Utter hogwash. Florida is not an economist but rather an “urban theorist”, and the data and methodologies he uses to argue his ideas have been attacked by academics, journalists and real economists alike. How anyone can believe that art galleries and funky cafés will ever produce more or better-paying jobs than manufacturing and natural resources is beyond me. What Florida spouts is nothing more than yuppie validation, and is not based on reality. The truth remains the same: traditional capital spawns the cultural sector, not the other way around. But a lot of urbane, cosmopolitan creative types buy into Florida’s theories because they see it as a silver bullet for arguing for more cultural funding: after all, if culture is the future of the economy, if it is going to be the engine of tomorrow’s prosperity, then why wouldn’t you invest in it? These people are probably exhausted trying to argue for more cultural funding based on other, non-economical grounds, and Florida tells them exactly what they’ve been waiting to hear.

I am not exhausted. To argue for the arts based on economics is a fool’s errand, and I think Florida’s theories are dangerous. He posits, for example, that cities should be more accepting of gays and lesbians because they will play a huge role in this new super-creative economy. Really? And what if they didn’t? What if someone could prove with an Excel spreadsheet that homosexuality is a net-loss to the economy? Does that mean we should then shepherd in homophobia and intolerance? Of course not. You don’t accept gays and lesbians into your community because they’re good for the economy. You accept them because it’s the right thing to do – because doing so makes ours a more just and humane society.

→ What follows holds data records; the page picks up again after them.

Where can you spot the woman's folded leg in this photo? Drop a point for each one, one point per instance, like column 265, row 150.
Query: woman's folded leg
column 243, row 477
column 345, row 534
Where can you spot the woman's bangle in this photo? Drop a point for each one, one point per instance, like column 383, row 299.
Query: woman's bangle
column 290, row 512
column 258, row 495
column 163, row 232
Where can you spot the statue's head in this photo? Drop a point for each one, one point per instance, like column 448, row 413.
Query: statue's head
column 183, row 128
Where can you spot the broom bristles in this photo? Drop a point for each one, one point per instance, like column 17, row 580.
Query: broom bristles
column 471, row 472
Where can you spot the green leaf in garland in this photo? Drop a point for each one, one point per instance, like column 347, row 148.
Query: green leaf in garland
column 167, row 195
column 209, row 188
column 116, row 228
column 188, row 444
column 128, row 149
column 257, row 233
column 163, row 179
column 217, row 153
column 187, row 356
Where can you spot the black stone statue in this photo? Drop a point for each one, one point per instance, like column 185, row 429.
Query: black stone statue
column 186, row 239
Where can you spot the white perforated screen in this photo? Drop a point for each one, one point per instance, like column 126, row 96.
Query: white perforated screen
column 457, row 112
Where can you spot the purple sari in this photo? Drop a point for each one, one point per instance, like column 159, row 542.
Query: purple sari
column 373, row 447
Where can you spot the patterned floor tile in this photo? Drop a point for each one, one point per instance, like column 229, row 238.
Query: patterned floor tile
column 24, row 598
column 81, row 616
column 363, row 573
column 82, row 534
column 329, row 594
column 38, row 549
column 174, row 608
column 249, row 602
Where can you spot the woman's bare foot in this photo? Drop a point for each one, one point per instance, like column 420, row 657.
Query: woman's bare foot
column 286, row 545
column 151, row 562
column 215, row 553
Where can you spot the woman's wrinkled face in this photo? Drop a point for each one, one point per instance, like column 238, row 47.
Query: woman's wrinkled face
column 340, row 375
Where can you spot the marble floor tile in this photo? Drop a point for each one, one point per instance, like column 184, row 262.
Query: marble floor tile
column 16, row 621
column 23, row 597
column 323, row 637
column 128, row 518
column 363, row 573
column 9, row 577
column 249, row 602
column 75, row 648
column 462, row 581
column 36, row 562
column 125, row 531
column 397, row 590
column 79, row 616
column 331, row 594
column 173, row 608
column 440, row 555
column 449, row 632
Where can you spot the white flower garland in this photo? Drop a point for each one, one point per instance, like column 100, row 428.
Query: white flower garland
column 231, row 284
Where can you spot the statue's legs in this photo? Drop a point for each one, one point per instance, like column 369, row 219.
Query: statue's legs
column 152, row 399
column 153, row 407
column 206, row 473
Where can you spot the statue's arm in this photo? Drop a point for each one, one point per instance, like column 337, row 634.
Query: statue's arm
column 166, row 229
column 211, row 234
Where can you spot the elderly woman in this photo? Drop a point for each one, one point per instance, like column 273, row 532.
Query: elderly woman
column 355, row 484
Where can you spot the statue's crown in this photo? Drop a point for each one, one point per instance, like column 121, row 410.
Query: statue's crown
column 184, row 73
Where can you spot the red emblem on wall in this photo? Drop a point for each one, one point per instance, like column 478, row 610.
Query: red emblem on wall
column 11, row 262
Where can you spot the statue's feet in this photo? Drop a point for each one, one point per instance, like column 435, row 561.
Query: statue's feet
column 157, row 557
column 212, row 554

The exact same thing goes for the arts. I’m a staunch proponent of the traditional argument for cultural funding, which goes somewhat like this:

   1. There is something much more to a healthy society than just a strong, upwardly mobile economy, and
   2. Arts and culture play a vital role in whatever that something is.

That’s it. If you’re an artist, that’s the beach you die on. But when artists themselves – not to mention their hangers on, advocates and lobby groups – stop believing in the inherent truth of point 1 and start seeing everything through the prism of economics, then a whole Pandora’s box opens. Notice, for example, that right-wing pro-business groups here in Canada have started locking their lobbying crosshairs on the traditional humanities departments at our universities. They’re arguing that these hallowed (but, thanks to postmodernists, endemically masochistic) institutions should be “revamped” – i.e. done away with – in order to make way for places to train creative types to work in these kinds of “new economy” jobs that Florida pontificates about. So great: workers will be able to design websites and or curate art galleries, write press releases or use Photoshop without ever getting a grounding in the fundamentals of intellectualism, without learning how to think critically or argue logically. These people are building their houses on sand.

Sadly, I actually believe that traditional arts and culture are a net loss to the economy. Whatever they add to GDP, the arts probably take more away from it in terms of funding and other public support. But you know what, that’s the way it should be. Because there is more to life than just economics. There is something to be said for art for art’s sake. But if creative types themselves don’t believe that anymore, then why should anybody else?